= Aron Vergelis =

Soviet poet and Jewish journalist

Aron Vergelis (אהרן װערגעליס; Аро́н А́лтерович Верге́лис; 7 May 1918, in Liubar (now in Zhytomyr Oblast) – 7 April 1999, in Moscow) was a Soviet poet and Jewish journalist who wrote in Yiddish.

==Biography==
Born into a Ukrainian Jewish shtetl family, Vergelis attended high school in Birobidzhan, Jewish Autonomous Oblast, Soviet Union, where his parents had moved in 1932. He published his first works in 1935 and his first collection of poems in 1940, the same year he graduated from the Lenin Moscow Pedagogical Institute. He took part in World War II, worked as an editor of Yiddish-language radio broadcasts and after the war as secretary of the Jewish department of the Union of Soviet Writers.

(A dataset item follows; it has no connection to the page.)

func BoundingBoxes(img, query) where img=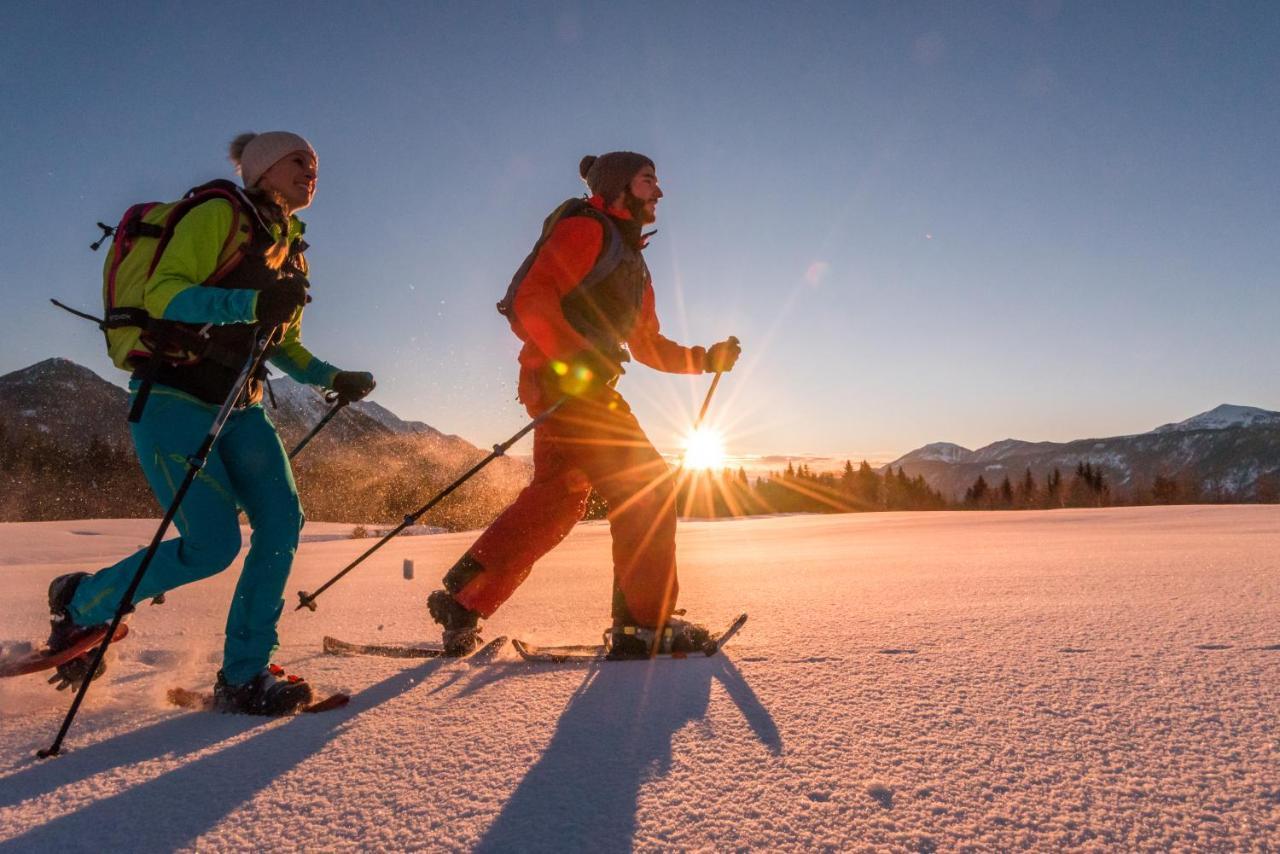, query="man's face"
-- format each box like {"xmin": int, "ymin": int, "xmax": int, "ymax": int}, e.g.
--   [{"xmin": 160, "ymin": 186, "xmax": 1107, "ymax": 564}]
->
[{"xmin": 627, "ymin": 166, "xmax": 662, "ymax": 223}]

He was one of the few Jewish writers who managed to avoid the purges of 1948–1953. In 1955, he became a member of the CPSU. From 1961 on, he served as editor-in-chief of the Yiddish-language journal Sovetish Heymland (Soviet Homeland) while participating in Soviet anti-Zionist campaigns.

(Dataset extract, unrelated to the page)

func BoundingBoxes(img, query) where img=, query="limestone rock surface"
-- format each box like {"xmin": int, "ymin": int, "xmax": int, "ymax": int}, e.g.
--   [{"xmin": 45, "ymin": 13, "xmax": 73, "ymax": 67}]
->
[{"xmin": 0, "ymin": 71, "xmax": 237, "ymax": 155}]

In 1963 Vergelis travelled to the United States as part of an official delegation, making him the first Jewish cultural figure to visit America since the Second World War.

==Views==
Recognized in the West as the mouthpiece of Soviet state policies in respect to Jews (which likely overstated his real role as the editor of a publication which remained relatively obscure to non-Jews in the Soviet Union), Vergelis rejected claims that Soviet Jews were suffering from discrimination and assimilation, arguing that the needs of Jewish culture in the Soviet Union were being satisfied.

Due to his unshakeable loyalty to the Soviet regime, in 1976 Vergelis was declared by Elie Wiesel to be an "enemy of Jewish people".